EDITORIAL COMMENT: President Xi deserves hero’s welcome

President Mugabe first mooted the idea of a “Look East” policy around 2003. This, at first, looked like a knee-jerk reaction to efforts by the European Union and the United States to isolate Zimbabwe as punishment for embarking on the historic land reform programme. That “isolation” was coupled with punitive economic sanctions. Both the land reform and the “Look East” policy initiatives, it can be said confidently albeit with the benefit of hindsight, set President apart as a bellwether among African leaders. Every country now looks East. Unfortunately, Zimbabweans have largely remained willing victims of a colonial culture we embraced with all its prejudices against China and are unwilling to discard. It is a terrible mental albatross.

The Look East policy was not necessarily about China. It was about looking East in the broadest sense of the term, covering countries such as India, Singapore, Malaysia, Vietnam, Japan and everything in between. Zimbabweans should have learnt how the Asian Tigers managed to overcome the odds imposed by their colonial experiences and rise to the top of global economic charts. It was a call to action to our industrialists and intellectuals to national duty.

This would have helped Zimbabweans to appreciate that nearly all these eastern countries quickly industrialised and prospered, not by specialising in the English language. They focused their attention on practical subjects and technology, they valued hard work over consumption and they were convinced that they alone could bring about the prosperity they desired.

But there was palpable reluctance to embrace the Look East policy across the board. It was viewed strictly in Zanu-PF terms; it was Zanu-PF and Mugabe trying to look for new friends in the East because they had been ditched by our “good” colonial friends in the West.

President Mugabe, it was argued, was trying to dodge the important issue of “human rights” by seeking to befriend kindred spirits in China and Russia. As a result of this short-sighted and masochistic self-immolation, important development lessons in and beyond China were missed. We still pray for the bright day when Britain and America will return to “develop” us.

The prayer is against all evidence that China is now the second largest economy after the US, all achieved in the past more than 30 years of meteoric growth of about 10 percent annually. This was achieved against hypocritical noises about “lack of democracy” in China, thus exploding the myth of any direct correlation between economic development and neoliberal democracy.

Tomorrow Zimbabweans warmly welcome Chinese president Xi Jinping on his first, historic visit to Zimbabwe. It is telling that president Xi comes to Zimbabwe, or Africa for that matter, soon following similar visits to America and the United Kingdom respectively, both of whom went on their knees to welcome him. It underlines the importance of China in global affairs, characterised by humility, mutual respect and the desire for mutually beneficial engagements between sovereign states.

Since Zimbabwe adopted the Look East policy just under 15 years ago, China has proved itself to be an all-weather friend, working against stiff opposition by the US and its allies to isolate Zimbabwe.
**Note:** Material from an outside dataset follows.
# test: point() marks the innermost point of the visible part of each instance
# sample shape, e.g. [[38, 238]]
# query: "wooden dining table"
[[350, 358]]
It has, together with Russia, fought on behalf of Zimbabwe in the United Nations Security Council, including vetoing malicious efforts to invade the country.

On the home front, China has emerged Zimbabwe’s biggest trading partner, with the balance of trade widely in Zimbabwe’s favour by a factor of two at about $400 million and $800 million respectively. It is the biggest buyer of our tobacco.

It has made huge investment in infrastructure and energy development and agriculture against Western-inspired propaganda about Zimbabwe’s high risk factor. For that we are eternally grateful. President Xi deserves a hero’s welcome by all Zimbabweans of goodwill.

As we all witnessed when president Xi visited Washington and London, nobody can ignore China. It has a huge population of 1,2 billion. Its investment in Africa is more than $220 billion, which it plans to double by 2020.

Its population alone provides a huge market for Zimbabwean manufacturing companies willing to venture further afield beyond Africa. Use of the US dollar provides a great opportunity for those who want to import capital goods, with Finance and Economic Development Minister Patrick Chinamasa announcing in his Budget Statement last week tax incentives for such imports. Add to all this the fact that China treats Zimbabwe as a “special” friend. It is a status we should capitalise on.

We thus urge our business leaders to remove their political blinkers and grab the business opportunities being opened by president Xi’s historic two-day State visit to Zimbabwe.